De plus en plus de fraudes au DPE
La fraude au diagnostic de performance énergétique continue de s’amplifier et s’impose comme un enjeu structurel du marché immobilier.
Selon une étude récente de la start-up KRNO, fondée sur l’analyse de 6,6 millions de DPE réalisés entre 2021 et 2025 à partir des données de l’Ademe, les pratiques dites de « DPE de complaisance » progressent de manière continue, malgré les mesures annoncées pour fiabiliser cet outil central des transactions et de la location. L’étude met en évidence des concentrations anormales de diagnostics juste au-dessus des seuils de déclassement, révélant des biens artificiellement surclassés. Ces distorsions, sans justification technique, s’accentuent au fil du temps.
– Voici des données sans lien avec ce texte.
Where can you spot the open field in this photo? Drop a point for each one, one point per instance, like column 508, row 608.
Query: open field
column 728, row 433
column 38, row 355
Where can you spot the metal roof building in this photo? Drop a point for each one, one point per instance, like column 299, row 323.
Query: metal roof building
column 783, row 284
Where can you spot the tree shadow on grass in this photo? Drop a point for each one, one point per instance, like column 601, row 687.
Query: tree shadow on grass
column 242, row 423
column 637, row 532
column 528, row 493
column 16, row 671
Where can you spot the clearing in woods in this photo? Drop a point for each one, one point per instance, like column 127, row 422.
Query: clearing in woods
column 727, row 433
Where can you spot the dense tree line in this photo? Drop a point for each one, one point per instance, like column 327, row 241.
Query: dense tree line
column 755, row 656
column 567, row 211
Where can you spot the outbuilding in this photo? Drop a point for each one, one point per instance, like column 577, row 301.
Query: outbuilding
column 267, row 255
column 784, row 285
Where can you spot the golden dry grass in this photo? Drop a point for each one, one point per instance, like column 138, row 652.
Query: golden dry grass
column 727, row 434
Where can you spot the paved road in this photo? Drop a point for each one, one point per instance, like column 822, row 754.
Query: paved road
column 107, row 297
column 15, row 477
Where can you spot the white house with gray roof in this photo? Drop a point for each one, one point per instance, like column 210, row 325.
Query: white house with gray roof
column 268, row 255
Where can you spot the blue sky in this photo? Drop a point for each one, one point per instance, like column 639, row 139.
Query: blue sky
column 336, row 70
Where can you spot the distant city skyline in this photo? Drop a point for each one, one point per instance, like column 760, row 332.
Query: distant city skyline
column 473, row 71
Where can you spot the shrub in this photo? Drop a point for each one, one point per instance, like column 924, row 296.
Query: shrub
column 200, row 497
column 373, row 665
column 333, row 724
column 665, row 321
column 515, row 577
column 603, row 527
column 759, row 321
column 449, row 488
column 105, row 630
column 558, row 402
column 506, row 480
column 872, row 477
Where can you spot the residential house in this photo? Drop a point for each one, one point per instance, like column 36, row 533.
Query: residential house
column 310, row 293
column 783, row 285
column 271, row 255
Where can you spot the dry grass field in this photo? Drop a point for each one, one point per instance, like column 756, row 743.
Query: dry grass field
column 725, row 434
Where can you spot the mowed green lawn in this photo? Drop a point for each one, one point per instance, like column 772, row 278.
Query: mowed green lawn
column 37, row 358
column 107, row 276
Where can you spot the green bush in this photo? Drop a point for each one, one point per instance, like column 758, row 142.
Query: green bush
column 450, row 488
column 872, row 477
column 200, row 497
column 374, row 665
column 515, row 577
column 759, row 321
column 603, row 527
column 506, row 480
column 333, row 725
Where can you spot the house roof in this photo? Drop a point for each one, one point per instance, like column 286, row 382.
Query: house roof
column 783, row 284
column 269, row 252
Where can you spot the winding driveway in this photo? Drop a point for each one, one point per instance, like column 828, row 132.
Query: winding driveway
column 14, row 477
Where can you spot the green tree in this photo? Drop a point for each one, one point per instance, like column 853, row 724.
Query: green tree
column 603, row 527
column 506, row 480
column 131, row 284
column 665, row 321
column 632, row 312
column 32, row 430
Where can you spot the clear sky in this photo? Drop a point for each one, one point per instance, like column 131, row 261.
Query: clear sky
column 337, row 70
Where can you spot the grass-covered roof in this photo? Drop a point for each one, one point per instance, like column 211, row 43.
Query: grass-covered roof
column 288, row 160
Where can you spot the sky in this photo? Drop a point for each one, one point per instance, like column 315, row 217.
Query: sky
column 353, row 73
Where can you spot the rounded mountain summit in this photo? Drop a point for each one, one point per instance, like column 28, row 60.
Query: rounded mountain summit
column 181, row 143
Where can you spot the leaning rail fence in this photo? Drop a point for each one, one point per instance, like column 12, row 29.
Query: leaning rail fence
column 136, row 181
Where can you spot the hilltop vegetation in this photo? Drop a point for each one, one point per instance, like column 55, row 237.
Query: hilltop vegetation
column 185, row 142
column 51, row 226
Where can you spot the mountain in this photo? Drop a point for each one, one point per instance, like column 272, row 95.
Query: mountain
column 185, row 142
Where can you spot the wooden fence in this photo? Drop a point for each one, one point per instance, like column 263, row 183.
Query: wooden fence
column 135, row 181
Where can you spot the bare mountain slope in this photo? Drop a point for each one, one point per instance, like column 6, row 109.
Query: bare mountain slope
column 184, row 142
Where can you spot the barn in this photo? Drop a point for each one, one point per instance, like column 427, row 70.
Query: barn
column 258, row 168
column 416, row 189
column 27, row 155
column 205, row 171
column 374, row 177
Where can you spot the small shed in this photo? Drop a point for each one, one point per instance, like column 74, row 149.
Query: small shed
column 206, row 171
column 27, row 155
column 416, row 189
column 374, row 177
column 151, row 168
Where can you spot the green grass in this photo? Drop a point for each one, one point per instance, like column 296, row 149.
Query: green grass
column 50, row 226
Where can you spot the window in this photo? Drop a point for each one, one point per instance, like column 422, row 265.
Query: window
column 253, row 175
La part de DPE concernés atteint 4,3 % au premier semestre 2025, contre 3,8 % six mois plus tôt, poursuivant une hausse ininterrompue depuis fin 2021.
Ces dérives tiennent moins à des fraudes manifestes qu’à des ajustements marginaux dans un cadre d’évaluation complexe, reposant sur de nombreuses hypothèses techniques souvent mal documentées. En l’absence d’informations précises, les diagnostiqueurs peuvent être incités à retenir les options les plus favorables à la note finale, d’autant plus que les enjeux économiques associés au classement énergétique sont devenus majeurs.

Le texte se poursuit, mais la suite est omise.